Ridgefield reverend decries incident at church over Pride-themed flag

RIDGEFIELD — The rector at St. Stephen’s Episcopal Church is calling on the community to combat hatred after she was condemned by an individual over the church’s Pride-themed sign.

On the morning of Nov. 1, the Rev. Whitney Altopp was walking on the sidewalk between the church’s sanctuary and office building on Main Street when a man came up beside her inquiring about the rainbow sign. The man questioned why the church was promoting pride, but when Altopp tried to explain he hurled an expletive at her, she said.

“I know that there are people that don’t agree with that — I am not surprised by that,” she told Hearst Connecticut Media. “I was really surprised by the starting point of the conversation being an expletive.”

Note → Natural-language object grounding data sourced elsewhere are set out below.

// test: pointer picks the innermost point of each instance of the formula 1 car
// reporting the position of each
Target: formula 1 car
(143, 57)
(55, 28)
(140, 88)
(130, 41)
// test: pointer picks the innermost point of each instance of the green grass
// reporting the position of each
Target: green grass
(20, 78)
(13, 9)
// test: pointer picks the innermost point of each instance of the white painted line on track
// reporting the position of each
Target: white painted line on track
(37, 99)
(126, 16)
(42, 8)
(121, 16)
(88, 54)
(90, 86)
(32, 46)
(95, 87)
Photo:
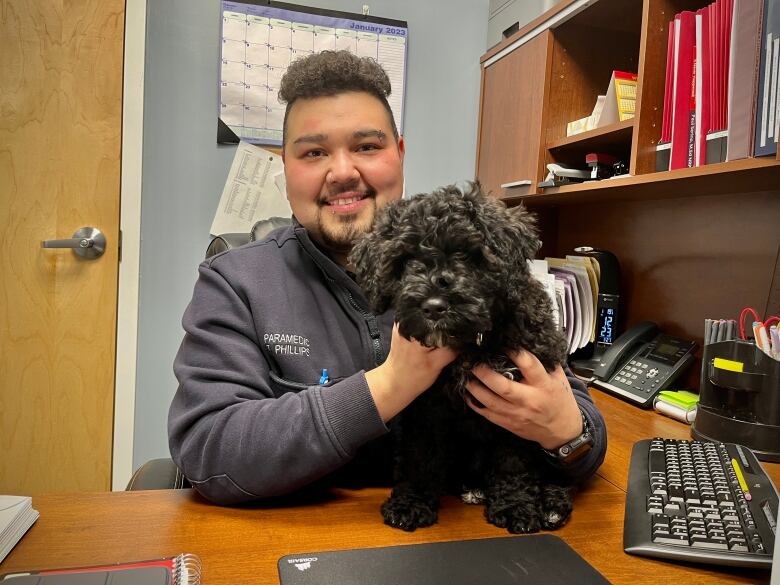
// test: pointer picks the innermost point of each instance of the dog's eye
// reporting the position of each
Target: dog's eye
(444, 280)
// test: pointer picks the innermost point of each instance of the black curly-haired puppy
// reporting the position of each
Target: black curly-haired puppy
(453, 266)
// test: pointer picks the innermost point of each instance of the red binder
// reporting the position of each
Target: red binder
(666, 126)
(702, 78)
(684, 94)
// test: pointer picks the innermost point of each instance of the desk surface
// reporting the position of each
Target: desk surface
(242, 545)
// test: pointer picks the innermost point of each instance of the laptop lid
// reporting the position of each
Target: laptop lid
(543, 559)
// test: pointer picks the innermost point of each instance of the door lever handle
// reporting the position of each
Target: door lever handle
(87, 242)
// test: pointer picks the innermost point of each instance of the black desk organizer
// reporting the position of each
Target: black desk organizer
(740, 407)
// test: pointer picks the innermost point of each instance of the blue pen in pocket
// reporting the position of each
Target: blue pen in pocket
(324, 378)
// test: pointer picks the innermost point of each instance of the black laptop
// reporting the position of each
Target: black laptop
(535, 559)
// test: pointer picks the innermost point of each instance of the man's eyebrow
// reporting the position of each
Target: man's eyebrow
(370, 134)
(311, 138)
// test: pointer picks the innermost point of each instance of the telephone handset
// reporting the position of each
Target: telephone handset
(642, 362)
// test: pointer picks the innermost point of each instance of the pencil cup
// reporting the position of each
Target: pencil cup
(739, 398)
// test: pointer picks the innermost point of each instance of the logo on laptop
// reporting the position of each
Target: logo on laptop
(302, 564)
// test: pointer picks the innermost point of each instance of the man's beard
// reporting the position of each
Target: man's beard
(339, 232)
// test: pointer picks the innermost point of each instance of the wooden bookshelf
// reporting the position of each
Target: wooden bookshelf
(693, 243)
(596, 138)
(750, 175)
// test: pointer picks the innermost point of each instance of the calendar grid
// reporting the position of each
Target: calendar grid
(259, 41)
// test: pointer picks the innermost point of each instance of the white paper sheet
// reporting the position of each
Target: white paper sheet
(253, 191)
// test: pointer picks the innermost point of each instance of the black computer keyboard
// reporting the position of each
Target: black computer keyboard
(686, 502)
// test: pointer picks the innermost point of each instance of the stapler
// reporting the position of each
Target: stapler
(560, 174)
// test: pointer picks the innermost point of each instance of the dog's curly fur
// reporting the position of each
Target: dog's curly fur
(453, 266)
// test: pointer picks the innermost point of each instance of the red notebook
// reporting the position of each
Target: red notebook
(684, 93)
(183, 569)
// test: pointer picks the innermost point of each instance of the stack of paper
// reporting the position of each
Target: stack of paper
(16, 516)
(573, 286)
(255, 189)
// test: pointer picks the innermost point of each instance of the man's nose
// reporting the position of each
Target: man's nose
(342, 168)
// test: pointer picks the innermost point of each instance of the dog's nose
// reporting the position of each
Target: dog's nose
(435, 307)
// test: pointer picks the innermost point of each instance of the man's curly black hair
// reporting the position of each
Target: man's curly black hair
(331, 73)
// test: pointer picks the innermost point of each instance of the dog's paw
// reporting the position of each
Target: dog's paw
(517, 519)
(472, 496)
(408, 514)
(556, 508)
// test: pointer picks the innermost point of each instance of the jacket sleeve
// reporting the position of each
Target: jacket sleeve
(584, 468)
(231, 436)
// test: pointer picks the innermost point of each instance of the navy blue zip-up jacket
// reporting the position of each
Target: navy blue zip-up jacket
(254, 416)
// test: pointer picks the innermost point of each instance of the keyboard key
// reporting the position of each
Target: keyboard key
(711, 544)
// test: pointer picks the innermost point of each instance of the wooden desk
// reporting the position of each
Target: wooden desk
(242, 545)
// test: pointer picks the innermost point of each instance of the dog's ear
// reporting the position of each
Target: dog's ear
(510, 234)
(524, 231)
(378, 257)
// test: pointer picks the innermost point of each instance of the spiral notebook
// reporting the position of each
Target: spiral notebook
(183, 569)
(541, 559)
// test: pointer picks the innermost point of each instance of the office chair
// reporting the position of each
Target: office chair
(163, 474)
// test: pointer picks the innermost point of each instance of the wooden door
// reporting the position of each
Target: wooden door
(510, 124)
(60, 136)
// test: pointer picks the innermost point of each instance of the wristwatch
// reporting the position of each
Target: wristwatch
(576, 448)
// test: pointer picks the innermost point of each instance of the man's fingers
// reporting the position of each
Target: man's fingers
(496, 383)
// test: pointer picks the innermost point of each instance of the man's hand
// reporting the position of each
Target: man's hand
(409, 370)
(539, 408)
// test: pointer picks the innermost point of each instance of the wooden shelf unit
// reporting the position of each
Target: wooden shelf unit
(693, 243)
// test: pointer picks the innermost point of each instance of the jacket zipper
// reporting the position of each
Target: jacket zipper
(370, 319)
(373, 329)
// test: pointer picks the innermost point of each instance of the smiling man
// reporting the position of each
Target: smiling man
(286, 377)
(342, 154)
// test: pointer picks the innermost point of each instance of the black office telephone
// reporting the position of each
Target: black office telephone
(642, 362)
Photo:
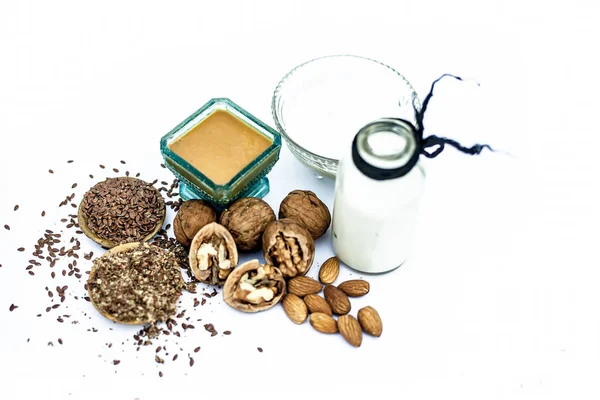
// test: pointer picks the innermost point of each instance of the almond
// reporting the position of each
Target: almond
(303, 285)
(355, 287)
(316, 303)
(338, 301)
(323, 323)
(329, 271)
(350, 330)
(295, 308)
(370, 321)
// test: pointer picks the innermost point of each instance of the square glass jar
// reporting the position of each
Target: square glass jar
(251, 181)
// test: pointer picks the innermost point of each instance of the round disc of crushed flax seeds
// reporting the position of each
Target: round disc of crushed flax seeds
(135, 283)
(121, 210)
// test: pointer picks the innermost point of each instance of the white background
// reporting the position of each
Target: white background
(502, 299)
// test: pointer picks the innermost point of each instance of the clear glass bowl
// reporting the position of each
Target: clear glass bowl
(320, 105)
(251, 181)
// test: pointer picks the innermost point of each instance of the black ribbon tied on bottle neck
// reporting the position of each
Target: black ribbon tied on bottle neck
(431, 141)
(423, 144)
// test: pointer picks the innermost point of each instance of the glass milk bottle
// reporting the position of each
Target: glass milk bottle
(377, 192)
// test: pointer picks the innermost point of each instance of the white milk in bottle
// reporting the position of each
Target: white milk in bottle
(377, 193)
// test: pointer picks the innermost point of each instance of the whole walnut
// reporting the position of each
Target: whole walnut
(246, 219)
(305, 207)
(192, 216)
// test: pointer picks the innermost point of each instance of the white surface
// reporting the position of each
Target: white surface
(501, 300)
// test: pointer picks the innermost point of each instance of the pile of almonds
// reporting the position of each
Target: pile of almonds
(303, 298)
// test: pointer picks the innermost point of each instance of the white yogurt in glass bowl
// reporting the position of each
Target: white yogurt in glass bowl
(320, 105)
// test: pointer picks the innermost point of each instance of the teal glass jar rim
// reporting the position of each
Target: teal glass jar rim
(249, 181)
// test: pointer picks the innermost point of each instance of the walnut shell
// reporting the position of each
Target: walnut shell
(213, 254)
(305, 207)
(254, 287)
(246, 219)
(288, 245)
(192, 216)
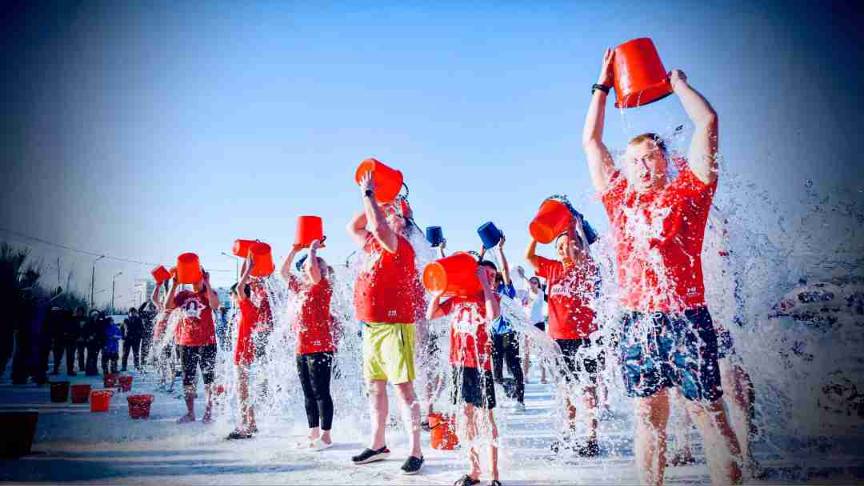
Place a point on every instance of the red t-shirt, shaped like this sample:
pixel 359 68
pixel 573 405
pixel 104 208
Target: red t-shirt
pixel 658 240
pixel 570 292
pixel 385 287
pixel 314 324
pixel 196 326
pixel 470 342
pixel 244 352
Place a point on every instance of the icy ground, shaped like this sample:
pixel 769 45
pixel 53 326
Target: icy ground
pixel 73 444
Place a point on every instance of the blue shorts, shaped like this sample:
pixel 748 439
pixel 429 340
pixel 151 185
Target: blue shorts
pixel 664 350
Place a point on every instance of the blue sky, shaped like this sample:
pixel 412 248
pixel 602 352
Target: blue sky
pixel 146 129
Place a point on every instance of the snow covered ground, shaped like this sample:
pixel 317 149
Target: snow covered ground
pixel 73 444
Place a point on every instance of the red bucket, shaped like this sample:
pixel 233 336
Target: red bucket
pixel 160 274
pixel 640 77
pixel 443 431
pixel 388 181
pixel 189 268
pixel 309 229
pixel 139 406
pixel 100 400
pixel 551 220
pixel 455 275
pixel 109 380
pixel 125 383
pixel 80 393
pixel 241 247
pixel 59 391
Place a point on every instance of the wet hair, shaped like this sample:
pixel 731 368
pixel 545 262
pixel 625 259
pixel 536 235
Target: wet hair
pixel 657 139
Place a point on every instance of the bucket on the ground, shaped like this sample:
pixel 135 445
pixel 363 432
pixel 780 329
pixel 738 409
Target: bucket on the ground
pixel 262 258
pixel 434 235
pixel 443 431
pixel 124 383
pixel 81 393
pixel 490 235
pixel 309 229
pixel 640 77
pixel 551 220
pixel 189 268
pixel 139 406
pixel 100 400
pixel 109 380
pixel 59 391
pixel 160 274
pixel 388 181
pixel 454 275
pixel 18 431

Altopp detailed the incident in a video message posted to Facebook on Monday. She responded by saying communities are strengthened when people accept each other’s differences, to which the man yelled back, “You’re pushing an agenda,” she said.

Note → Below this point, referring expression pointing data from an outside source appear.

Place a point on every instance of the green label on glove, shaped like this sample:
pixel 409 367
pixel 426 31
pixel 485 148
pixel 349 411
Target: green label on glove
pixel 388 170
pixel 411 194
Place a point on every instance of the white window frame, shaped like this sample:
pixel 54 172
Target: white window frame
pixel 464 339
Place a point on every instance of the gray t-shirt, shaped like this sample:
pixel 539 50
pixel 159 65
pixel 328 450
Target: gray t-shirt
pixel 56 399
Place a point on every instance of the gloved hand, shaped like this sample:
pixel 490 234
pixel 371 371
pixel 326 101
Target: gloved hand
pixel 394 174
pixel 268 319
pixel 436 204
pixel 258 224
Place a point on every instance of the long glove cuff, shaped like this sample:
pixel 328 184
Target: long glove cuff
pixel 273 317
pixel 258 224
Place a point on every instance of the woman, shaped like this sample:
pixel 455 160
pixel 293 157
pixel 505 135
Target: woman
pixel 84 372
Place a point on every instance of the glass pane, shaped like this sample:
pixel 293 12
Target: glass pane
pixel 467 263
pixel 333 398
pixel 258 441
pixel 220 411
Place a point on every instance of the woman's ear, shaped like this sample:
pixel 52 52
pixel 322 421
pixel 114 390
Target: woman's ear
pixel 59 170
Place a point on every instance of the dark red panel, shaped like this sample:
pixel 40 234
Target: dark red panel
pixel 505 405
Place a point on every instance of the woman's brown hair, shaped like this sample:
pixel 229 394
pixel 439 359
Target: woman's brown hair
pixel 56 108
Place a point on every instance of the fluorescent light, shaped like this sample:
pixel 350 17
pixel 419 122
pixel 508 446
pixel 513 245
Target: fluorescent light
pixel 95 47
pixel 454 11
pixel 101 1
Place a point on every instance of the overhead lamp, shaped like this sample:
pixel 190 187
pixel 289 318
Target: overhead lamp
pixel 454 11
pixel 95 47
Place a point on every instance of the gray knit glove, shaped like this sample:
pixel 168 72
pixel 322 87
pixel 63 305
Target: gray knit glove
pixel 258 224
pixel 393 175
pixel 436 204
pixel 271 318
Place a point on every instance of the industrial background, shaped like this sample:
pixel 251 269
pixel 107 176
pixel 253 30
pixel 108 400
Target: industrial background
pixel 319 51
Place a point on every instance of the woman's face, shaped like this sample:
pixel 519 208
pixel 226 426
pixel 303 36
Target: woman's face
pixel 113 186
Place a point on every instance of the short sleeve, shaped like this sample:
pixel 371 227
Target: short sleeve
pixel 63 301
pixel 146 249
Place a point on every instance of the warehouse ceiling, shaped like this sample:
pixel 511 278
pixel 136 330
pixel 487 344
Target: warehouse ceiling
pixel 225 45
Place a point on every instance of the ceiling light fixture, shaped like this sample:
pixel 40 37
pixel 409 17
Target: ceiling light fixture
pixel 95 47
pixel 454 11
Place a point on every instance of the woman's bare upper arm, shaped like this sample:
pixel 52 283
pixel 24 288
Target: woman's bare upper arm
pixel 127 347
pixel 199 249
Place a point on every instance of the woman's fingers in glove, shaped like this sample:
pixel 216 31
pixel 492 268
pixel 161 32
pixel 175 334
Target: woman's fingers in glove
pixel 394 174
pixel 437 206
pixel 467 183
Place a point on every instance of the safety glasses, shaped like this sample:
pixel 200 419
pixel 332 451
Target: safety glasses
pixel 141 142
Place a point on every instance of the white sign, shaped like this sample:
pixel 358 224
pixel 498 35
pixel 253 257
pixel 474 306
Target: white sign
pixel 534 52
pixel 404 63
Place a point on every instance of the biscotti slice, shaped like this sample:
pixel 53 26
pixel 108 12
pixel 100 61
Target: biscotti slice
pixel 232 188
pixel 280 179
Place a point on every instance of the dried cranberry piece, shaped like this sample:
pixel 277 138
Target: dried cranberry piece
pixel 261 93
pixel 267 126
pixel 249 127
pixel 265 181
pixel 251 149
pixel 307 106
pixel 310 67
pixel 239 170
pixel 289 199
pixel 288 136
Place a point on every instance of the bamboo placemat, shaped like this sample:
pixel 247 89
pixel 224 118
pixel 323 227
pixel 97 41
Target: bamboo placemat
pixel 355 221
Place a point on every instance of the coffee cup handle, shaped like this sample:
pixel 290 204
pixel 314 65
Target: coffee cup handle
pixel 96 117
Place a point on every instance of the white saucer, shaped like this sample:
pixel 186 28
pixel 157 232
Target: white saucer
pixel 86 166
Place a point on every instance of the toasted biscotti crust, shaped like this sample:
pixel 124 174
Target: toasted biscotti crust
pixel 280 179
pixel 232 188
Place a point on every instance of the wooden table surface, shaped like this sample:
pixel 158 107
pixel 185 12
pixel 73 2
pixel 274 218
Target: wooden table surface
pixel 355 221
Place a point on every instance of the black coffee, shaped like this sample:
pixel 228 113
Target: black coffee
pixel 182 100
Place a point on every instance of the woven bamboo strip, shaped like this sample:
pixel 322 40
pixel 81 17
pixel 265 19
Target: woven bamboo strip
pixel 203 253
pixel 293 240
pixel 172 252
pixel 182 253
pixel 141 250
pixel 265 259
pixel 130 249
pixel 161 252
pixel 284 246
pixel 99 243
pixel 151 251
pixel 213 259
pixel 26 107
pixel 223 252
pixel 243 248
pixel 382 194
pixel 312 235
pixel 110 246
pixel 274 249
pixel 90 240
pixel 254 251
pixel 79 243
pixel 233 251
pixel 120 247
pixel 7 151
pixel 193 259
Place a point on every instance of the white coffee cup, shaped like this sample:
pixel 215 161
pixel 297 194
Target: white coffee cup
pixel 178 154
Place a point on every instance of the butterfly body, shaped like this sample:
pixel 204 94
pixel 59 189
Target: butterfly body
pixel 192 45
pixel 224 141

“I said, ‘I would like to make room for you too but you’re making this very hard,’ and then he hurled another expletive at me across his shoulder,” Altopp said in the video.

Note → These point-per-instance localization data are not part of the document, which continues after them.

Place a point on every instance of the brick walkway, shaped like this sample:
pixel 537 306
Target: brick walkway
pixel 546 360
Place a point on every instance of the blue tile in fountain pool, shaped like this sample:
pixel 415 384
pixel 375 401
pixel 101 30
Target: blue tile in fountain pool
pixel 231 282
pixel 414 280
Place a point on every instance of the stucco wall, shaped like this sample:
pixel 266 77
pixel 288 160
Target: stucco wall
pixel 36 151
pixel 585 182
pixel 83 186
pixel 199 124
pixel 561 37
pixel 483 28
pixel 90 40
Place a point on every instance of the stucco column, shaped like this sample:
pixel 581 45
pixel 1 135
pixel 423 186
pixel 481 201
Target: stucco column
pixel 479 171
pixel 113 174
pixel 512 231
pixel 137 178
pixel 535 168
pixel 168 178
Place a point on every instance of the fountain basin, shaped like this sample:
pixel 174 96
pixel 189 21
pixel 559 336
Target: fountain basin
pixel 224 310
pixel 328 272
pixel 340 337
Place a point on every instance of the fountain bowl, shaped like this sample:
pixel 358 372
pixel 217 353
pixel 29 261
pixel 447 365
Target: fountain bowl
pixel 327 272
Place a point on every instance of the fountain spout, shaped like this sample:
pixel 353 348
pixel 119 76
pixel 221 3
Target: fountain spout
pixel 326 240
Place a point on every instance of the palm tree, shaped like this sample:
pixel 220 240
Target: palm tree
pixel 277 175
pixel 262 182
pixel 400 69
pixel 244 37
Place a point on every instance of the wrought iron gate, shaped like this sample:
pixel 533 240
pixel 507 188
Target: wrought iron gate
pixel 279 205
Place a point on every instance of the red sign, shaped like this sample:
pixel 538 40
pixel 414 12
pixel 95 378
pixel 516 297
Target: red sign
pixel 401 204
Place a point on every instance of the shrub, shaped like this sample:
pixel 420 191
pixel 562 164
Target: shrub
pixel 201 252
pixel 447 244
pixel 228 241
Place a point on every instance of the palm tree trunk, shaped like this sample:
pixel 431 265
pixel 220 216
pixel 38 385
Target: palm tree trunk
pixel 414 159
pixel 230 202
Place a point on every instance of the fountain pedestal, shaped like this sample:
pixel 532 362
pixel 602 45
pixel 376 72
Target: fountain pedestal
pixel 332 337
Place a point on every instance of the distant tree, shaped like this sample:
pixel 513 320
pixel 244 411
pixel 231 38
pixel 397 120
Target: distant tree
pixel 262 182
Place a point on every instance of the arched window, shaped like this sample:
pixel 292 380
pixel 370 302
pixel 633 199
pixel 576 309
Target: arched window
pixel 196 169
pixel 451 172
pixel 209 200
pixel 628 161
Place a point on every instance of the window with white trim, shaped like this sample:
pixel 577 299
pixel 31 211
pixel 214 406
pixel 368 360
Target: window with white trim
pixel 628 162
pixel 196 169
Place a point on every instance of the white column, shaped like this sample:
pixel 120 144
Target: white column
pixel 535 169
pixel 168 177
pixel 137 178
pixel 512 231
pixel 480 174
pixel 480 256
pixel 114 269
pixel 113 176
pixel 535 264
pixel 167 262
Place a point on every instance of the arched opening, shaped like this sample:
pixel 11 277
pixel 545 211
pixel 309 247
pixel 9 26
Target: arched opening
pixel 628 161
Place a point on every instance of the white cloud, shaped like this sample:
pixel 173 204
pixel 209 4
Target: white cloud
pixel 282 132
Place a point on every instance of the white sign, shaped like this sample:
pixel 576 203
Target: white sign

The rainbow sign, which reads “Celebrate Pride,” has been hanging on a row of bushes outside St. Stephen’s since June 2020. But this was the first time Altopp was personally confronted about it, she said, noting that she did not call the police.

The incident follows an unrelated string of recent LGBTQ+ intolerance in the area.

In April, a pride flag displayed on the fencing outside a Bethel coffee shop was burned, prompting a police investigation. And in June, Deborah Ann’s Sweet Shoppe received a customer complaint regarding its Pride-themed ice cream flavor; the individual was critical of the offering, telling the shop not to promote the “lifestyle.”

First Selectman Rudy Marconi said he was saddened by the incident at St. Stephen’s, but noted this problem is not exclusive to Ridgefield.

“I’ve personally brought up situations that have occurred that are not normal with the 18 municipalities in our (Council of Governments), and everyone’s on the same page,” he said. “How do we return to a friendly environment of civility and respect for one another?”

Altopp believes this starts by actively confronting hatred.

“As people have spoken with me about that incident, it has generated conversation about how to be intentional about interrupting hate,” she said. “We have to rehearse that in our own rooms, and become familiar with our words so when the moment surprises us — like it did me — we douse it so that something good can grow from the moment.”